During 10 days in June, Mikael Kreuzriegler, assistant professor in the School of Film and Television, shot a live-action, feature-length film on campus, and he thinks he may be the first SFTV faculty member to do so.
Kreuzriegler was drawn to “Rozznjogd” (“Shooting Rats”), by Austrian playwright Peter Turrini, for philosophical and practical reasons. The play, which Kreuzriegler first read 20 years ago as a teenager in his native Austria, is a love story and a critique of consumerism. But when he decided to make the film, he found the story’s social commentary more relevant today than when it was written.
“The play is about surfaces and superficiality,” Kreuzriegler explains. “When it was written, Europe lagged behind the United States economically, and consumerism was emerging. But today, Europe has caught up. Everything is advertising, brand names and surface-oriented. The play is much more current than it was then.”
Kreuzriegler translated “Rozznjogd” for his film — titled “Shoot That Rat!” — while updating some of its elements. As the two characters increasingly reveal themselves to each other, he says, they discard their trappings such as DVDs, iPhones and iPads, none of which existed in 1971.
Kreuzriegler’s budget was stripped down, too. He received a $10,000 faculty research grant from Stephen Ujlaki, SFTV dean, that he decided just might bankroll his film. He knew “Shoot That Rat!” would be straightforward to produce: a small cast and one location — a junkyard, which could be created on an SFTV stage. “I knew I didn’t have a lot of money,” he said, “so the fewer actors and locations, the better.”

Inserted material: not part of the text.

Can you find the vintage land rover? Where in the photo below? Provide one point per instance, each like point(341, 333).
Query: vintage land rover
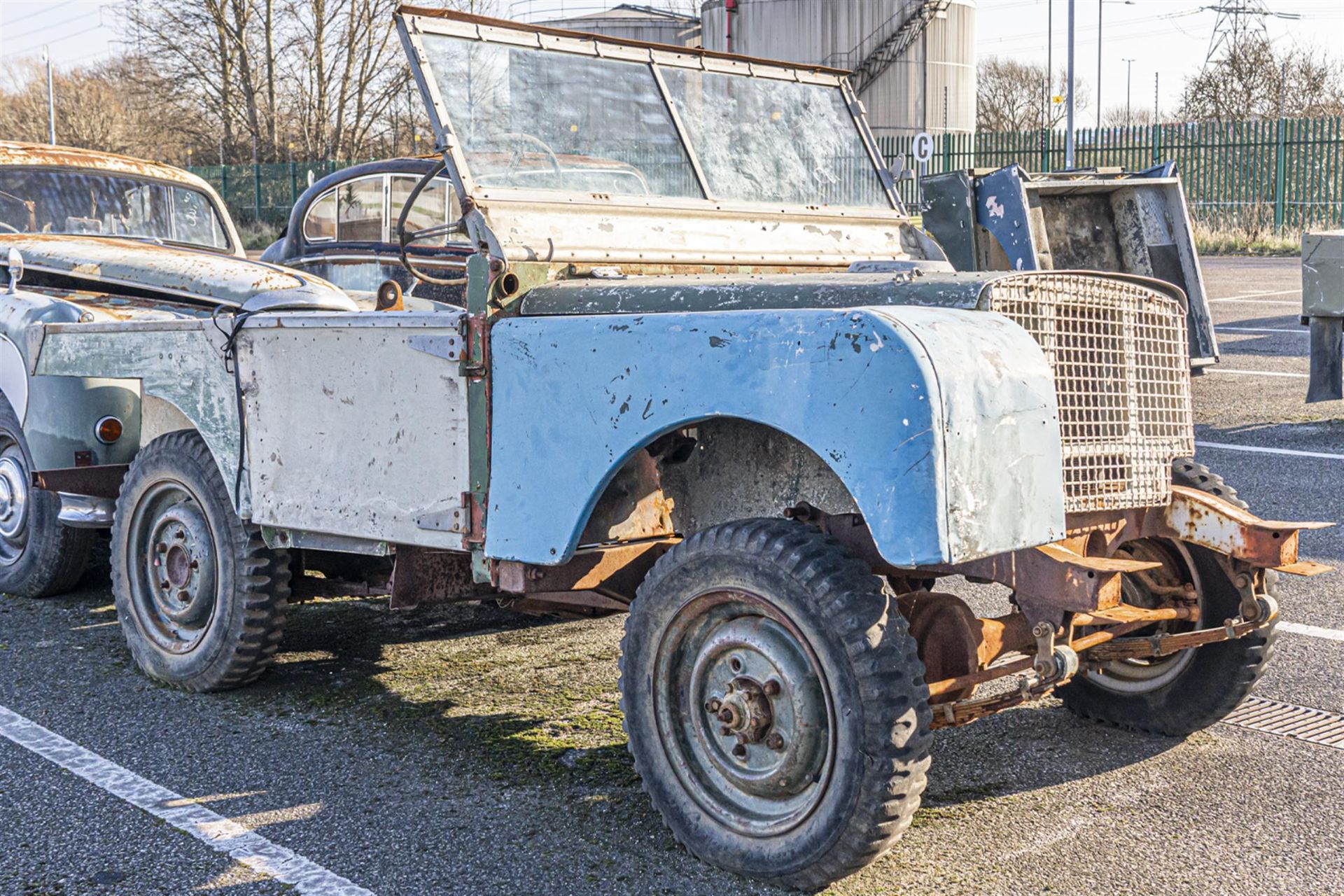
point(750, 405)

About two dozen undergraduate and graduate students made up the crew and handled almost all the production jobs. Kreuzriegler directed. Only the two actors and the make-up person, who were paid, were from outside the LMU community. And students had the rare opportunity to shoot a film in sequence.

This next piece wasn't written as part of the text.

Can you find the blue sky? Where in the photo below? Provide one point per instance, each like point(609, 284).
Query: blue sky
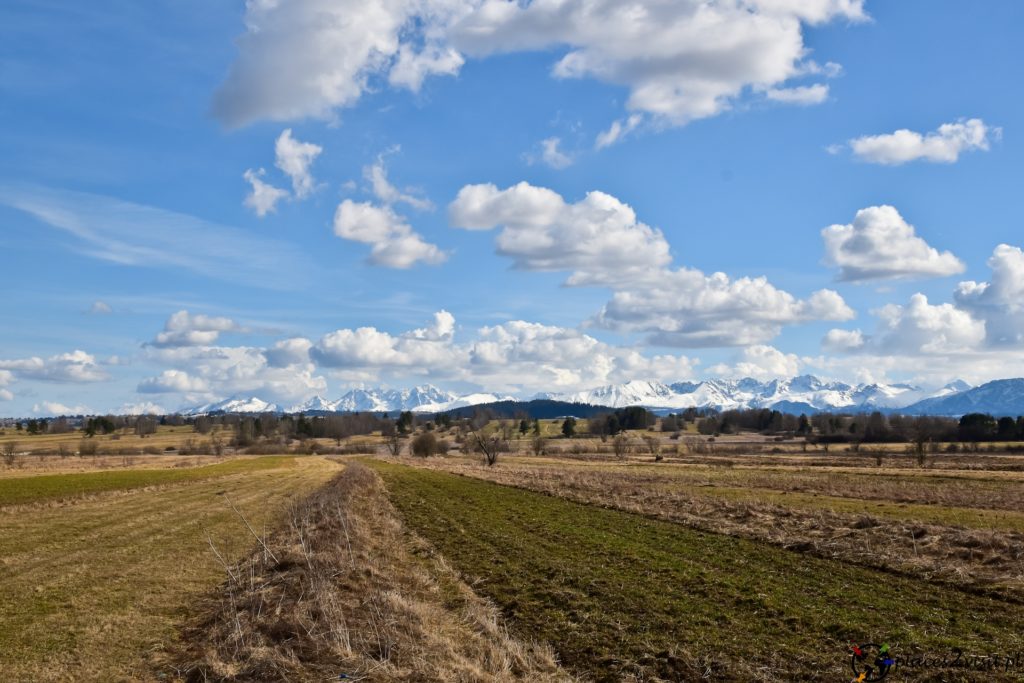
point(745, 129)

The shooting took place in a whirlwind: The 10-day shoot translated into filming nine script pages a day. To add to the frenetic pace, Kreuzriegler was sick the week before production, limiting his planning. He never outlined daily shot lists, for example. “The film was improvised on the set,” he said, “because I didn’t have time to do things the usual way. I was only one day ahead, which was very challenging for the first three days. But we all became very confident. Had I had the time to plan, the film would’ve been more conventional.”
Kreuzriegler’s next deadline is in late August, when he will screen a rough cut. By late September, he must have the film ready to submit it to the Sundance Film Festival and the Berlin International Film Festival, both scheduled for January 2013. The film’s unique production process won’t factor in whether it gets selected, the director says, but that would be a point of interest if it does.